Correct formatting of docx files before xml jats converting

ActaBiologica · April 17, 2019, 1:08pm

@Vitaliy
Hi, eveybody! I tried to compile the .xml galley by docx2jats and need some assistance regards proper docs formatting before compilation. I download some examples from here: GitHub - Vitaliy-1/DOCX2JATS: Java project, aimed to facilitate DOCX to JATS XML transformation for scientific articles but still have some questions - are in-text citation must be in brackets, the references support only one style, no headers&footers? We for instance use APA for refs and in-text citations, like http://journal.asu.ru/biol/article/view/5184/3960
Does it mean we need to prepare two docx - one for pdf and one for xml galley? And do we need to manually add metadata in xml?

Vitaliy · April 17, 2019, 1:20pm

Yes, regarding DOC2JATS it supports only intext citations in square brackets and AMA citation style (but even not all elements).

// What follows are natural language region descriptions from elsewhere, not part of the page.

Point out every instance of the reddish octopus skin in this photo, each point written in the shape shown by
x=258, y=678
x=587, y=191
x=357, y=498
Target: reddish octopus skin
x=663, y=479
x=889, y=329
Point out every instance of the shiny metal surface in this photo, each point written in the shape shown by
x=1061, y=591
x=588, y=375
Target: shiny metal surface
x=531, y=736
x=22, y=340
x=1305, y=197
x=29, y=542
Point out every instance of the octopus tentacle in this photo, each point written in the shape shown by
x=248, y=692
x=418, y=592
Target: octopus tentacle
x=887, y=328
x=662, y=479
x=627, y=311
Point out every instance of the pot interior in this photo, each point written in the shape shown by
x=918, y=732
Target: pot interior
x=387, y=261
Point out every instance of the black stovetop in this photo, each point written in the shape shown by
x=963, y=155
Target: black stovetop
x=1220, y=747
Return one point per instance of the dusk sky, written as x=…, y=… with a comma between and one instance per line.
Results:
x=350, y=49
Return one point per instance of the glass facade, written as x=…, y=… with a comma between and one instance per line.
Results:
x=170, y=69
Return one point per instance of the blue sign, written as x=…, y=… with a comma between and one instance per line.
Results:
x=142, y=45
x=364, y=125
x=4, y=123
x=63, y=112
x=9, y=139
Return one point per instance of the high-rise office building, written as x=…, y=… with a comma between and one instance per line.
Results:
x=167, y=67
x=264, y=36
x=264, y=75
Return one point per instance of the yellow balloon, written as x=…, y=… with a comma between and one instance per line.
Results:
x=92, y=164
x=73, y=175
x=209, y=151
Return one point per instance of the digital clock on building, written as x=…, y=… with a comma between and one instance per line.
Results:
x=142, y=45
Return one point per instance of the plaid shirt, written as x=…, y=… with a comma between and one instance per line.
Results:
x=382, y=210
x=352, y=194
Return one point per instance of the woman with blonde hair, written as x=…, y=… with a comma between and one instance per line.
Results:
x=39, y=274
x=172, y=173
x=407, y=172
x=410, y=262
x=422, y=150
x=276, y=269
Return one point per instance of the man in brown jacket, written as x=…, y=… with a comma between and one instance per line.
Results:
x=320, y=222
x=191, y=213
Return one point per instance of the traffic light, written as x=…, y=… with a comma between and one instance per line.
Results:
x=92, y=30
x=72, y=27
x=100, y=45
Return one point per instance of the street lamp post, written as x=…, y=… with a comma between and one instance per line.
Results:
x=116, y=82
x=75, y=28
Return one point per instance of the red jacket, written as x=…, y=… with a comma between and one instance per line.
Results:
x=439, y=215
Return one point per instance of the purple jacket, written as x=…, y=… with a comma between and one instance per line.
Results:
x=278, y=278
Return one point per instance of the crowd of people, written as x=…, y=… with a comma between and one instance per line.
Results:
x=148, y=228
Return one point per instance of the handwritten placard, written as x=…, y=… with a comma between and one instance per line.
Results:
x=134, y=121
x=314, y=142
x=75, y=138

I am currently developing a better tool: GitHub - Vitaliy-1/docxConverter: Plugin for OJS 3 that parses DOCX and converts it to JATS XML format
This is a plugin for OJS written in PHP with my own parser. I’m planning to make an alpha release this summer (closer to mid-August). I’m planning to add support for MS Word native citations and Zotero MS Word plugin there but probably in beta.

There are also other tools for conversion as well. MeTypeset (DOCX → JATS) and Grobid (PDF → TEI XML). Grobid is quite good for citations and references actually but the drawback is that it produces TEI XML as an output which needs additional conversion. There are available converters from TEI to JATS though. Let me know if you want to try Grobid, I can provide some guidance.

ActaBiologica · April 17, 2019, 2:41pm

Thank you so much for your detail explanation, I didn’t have experience with this soft and I’m a bit confused - what is better: DOCX → JATS or PDF → TEI XML? If you suggest I would try Grobid. Will appreciate additional information from you.

Vitaliy · April 17, 2019, 3:04pm

Grobid is good for parsing metadata, like references, authors, and intext citations but bad in parsing actual article’s text. I believe @Dulip_Withanage knows about tools to convert TEI to JATS.

The test instance of Grobid is here: http://cloud.science-miner.com/grobid/
Grobid also can be trained to parse better but this requires some practice. The documentation is here: Home - GROBID Documentation
I’ve already trained Grobid, so if documentation would be not clear I can explain the process.

ActaBiologica · April 17, 2019, 5:13pm

@Dulip_Withanage
So, I will examine the documentation and check. In this case what is the workflow for PDF->XML? (like pdf-tei-xml). Sometimes, when we deal with archive issues, only the pdfs are available. The OJS will later convert xml into html. What do you think?

Dulip_Withanage · April 18, 2019, 10:11am

@ActaBiologica

in n this case what is the workflow for PDF->XML? (like pdf-tei-xml). Sometimes, when we deal with archive issues, only the pdfs are available. The OJS will later convert xml into html. What do you think?

As we use JATS as the primary language for XML, we consider all output formats are generated from JATS (or the derivative BITS, which is only an extension for books)

For PDF your workflow might look like this

PDF->TEI XML - JATS XML → HTMl /PDF
grobid → meTypeset → output styleheets or plugins

TEI to JATS conversion using meTypeset

meTypeset.py tei input_tei.xml <output_folder> [ --puretei or --prettytei ]

If you have only PDF as input , grobid is the best known solution we can recommend as @Vitaliy pointed out in order to get the TEI XML.

ActaBiologica · April 18, 2019, 12:07pm

@Vitaliy, @Dulip_Withanage,
Thanks to all for your very valuable and detail comments and explanations. I also appreciate your taking the time to answer!